No Brasil nós chegamos ao máximo a 17%. Isso é insustentável. Então nós não temos condições de sustentar um crescimento, porque não temos capacidade de investimento.

Midiamax – Considerando todas estas questões, o que ocorre então, quando se reduz os juros?

Norman – Quando se reduz juros, e eu não sou contra a redução de juros, mas o que aconteceu com a poupança, por exemplo, tivemos que mudar a estrutura da poupança para que ela não passasse a ser exageradamente rentável para quem não quer correr risco. Poupança não tem este sentido de investimento, sendo simplesmente uma reserva de valor. Correto. Tem que mudar mesmo.

Midiamax – E o que pode acontecer com esta mudança?

Norman – É bastante possível que as pessoas pensem que a poupança não está rendendo e resolvam gastar este dinheiro. Aí, de novo a gente não tem poupança mais.
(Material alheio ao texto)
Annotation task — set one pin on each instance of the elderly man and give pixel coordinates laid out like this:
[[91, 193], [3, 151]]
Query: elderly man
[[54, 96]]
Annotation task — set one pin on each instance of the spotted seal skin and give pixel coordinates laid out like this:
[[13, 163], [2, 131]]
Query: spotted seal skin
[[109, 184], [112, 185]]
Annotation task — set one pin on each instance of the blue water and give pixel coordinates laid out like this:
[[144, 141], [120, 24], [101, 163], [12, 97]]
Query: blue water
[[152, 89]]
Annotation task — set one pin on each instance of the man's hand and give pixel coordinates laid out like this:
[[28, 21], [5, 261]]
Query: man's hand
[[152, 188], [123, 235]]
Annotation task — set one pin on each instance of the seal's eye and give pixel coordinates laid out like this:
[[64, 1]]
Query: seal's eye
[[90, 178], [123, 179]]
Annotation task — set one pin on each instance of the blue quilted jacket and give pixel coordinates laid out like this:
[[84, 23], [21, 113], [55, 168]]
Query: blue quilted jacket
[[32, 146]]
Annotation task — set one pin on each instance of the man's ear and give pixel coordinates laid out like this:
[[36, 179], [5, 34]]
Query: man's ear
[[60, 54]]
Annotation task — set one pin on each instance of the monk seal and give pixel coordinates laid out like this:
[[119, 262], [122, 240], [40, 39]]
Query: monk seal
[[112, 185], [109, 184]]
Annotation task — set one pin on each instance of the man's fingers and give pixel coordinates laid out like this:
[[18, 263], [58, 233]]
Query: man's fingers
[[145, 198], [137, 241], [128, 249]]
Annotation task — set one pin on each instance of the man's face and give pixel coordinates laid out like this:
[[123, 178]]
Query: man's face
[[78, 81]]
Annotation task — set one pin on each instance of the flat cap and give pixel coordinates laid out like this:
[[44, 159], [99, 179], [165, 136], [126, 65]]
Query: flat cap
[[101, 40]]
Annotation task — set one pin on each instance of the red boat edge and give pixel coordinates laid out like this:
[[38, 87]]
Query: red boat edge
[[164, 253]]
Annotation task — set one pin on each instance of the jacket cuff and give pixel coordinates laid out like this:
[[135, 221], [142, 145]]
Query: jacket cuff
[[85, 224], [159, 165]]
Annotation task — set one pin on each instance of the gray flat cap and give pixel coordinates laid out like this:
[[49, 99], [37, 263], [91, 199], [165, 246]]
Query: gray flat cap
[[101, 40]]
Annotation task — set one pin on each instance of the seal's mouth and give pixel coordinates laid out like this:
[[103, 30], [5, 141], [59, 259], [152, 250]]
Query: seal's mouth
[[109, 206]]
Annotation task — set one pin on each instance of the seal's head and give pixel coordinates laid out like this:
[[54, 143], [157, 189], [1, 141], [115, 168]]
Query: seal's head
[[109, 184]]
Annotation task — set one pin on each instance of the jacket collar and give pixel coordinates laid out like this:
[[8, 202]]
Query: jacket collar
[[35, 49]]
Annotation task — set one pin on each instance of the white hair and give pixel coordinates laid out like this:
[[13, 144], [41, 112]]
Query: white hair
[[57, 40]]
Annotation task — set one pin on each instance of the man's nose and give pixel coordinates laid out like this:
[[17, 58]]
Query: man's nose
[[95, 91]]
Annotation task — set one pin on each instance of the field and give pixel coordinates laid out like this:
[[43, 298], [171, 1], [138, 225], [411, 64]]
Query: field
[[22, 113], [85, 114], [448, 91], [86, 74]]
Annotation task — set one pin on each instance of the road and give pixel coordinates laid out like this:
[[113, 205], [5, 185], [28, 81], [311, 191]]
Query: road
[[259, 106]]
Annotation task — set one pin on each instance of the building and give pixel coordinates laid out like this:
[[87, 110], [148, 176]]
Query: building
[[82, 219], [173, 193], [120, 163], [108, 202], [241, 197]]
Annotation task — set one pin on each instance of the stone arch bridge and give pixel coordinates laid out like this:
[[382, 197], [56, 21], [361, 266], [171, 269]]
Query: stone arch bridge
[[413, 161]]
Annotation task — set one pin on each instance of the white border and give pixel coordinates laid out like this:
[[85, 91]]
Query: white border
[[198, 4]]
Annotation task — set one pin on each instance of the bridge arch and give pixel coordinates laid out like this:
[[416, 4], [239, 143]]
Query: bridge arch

Aí, nós não estamos atacando as causas.

Então no Brasil a gente não tem educação, a gente não tem investimento suficiente, não tem poupança para fazer investimento, nós não temos valorização do conhecimento e o estado não está nem um pouco preocupado com isso. Os problemas estruturais são muitos e eles só vão se aprofundar. E, vai chegar a um determinado momento em que as famílias não vão ter como pagar.

Midiamax – Então seria necessário reduzir não só os juros e IPI?

Norman – O que precisa reduzir é a carga tributária. A presidente disse que ela vai baixar na medida do possível. Mas isso não quer dizer nada, porque na medida do possível hoje, ela não tem condição de reduzir absolutamente nada, pelo contrário, o estado acaba exigindo mais.